Eid Sabbah, the head of nursing at a hospital in the north of the Strip, says that 95 percent of the approximately 150 wounded and 12 dead people brought to his hospital had gunshot wounds, particularly in the chest and abdomen. It is a version similar to that given by Jadallah al Shafei, the head of nurses at the al Shifa hospital in Gaza, who told Al Jazeera that “most of the dead and wounded had gunshot wounds and shrapnel in the head and upper body.” Mohammed Salha, the acting director of Al-Awda hospital, also he said that more than 80 percent of the 176 people hospitalized there had gunshot wounds.
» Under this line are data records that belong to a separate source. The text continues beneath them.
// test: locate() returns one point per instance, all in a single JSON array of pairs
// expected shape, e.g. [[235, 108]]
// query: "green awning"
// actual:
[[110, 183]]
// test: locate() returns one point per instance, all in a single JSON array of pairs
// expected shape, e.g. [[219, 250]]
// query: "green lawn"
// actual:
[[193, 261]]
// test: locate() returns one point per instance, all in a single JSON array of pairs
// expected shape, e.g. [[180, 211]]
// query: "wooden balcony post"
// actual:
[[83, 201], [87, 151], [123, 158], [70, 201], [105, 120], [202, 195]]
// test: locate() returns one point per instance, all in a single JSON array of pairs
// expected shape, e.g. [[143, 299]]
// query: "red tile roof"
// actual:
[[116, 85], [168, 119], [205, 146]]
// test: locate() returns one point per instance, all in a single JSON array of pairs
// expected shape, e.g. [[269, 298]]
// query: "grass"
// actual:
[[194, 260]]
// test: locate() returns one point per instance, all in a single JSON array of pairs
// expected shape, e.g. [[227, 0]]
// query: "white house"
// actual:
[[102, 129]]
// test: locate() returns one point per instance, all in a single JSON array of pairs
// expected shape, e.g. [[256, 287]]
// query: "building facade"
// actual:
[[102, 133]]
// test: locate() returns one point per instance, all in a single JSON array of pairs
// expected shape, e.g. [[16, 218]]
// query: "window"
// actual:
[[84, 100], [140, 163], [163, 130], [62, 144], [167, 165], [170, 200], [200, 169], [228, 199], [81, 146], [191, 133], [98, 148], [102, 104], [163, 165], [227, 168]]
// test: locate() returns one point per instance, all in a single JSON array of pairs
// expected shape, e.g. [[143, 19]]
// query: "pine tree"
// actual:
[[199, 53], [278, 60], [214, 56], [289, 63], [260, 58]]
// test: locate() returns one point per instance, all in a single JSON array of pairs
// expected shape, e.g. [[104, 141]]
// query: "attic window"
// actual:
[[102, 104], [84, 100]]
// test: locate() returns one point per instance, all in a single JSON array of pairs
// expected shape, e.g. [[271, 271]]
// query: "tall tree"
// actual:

– Read also: What is known about the massacre in Gaza

The majority of Palestinian civilians, around 1.4 million, have been refugees for months in the southern part of the Strip; however, many remained in the northern area (where the city of Gaza is located), where Israeli attacks have intensified again for a few weeks.

The humanitarian situation in the Strip is now very serious, also because Israel’s controls on convoys, the shortage of drivers and the risks for personnel transporting the aid, among other things, have caused major delays and interruptions in its distribution. From February 1st to 27th, only 96 aid trucks entered Gaza per day, 30 percent less than those that entered in January: before the start of the war between Israel and Hamas on October 7th, aid trucks entered every day 500. On Friday, the day after the massacre, US President Joe Biden announced that the United States will parachute humanitarian aid into Gaza, to try to help the Palestinian civilian population, as other countries are already doing, including Jordan and France.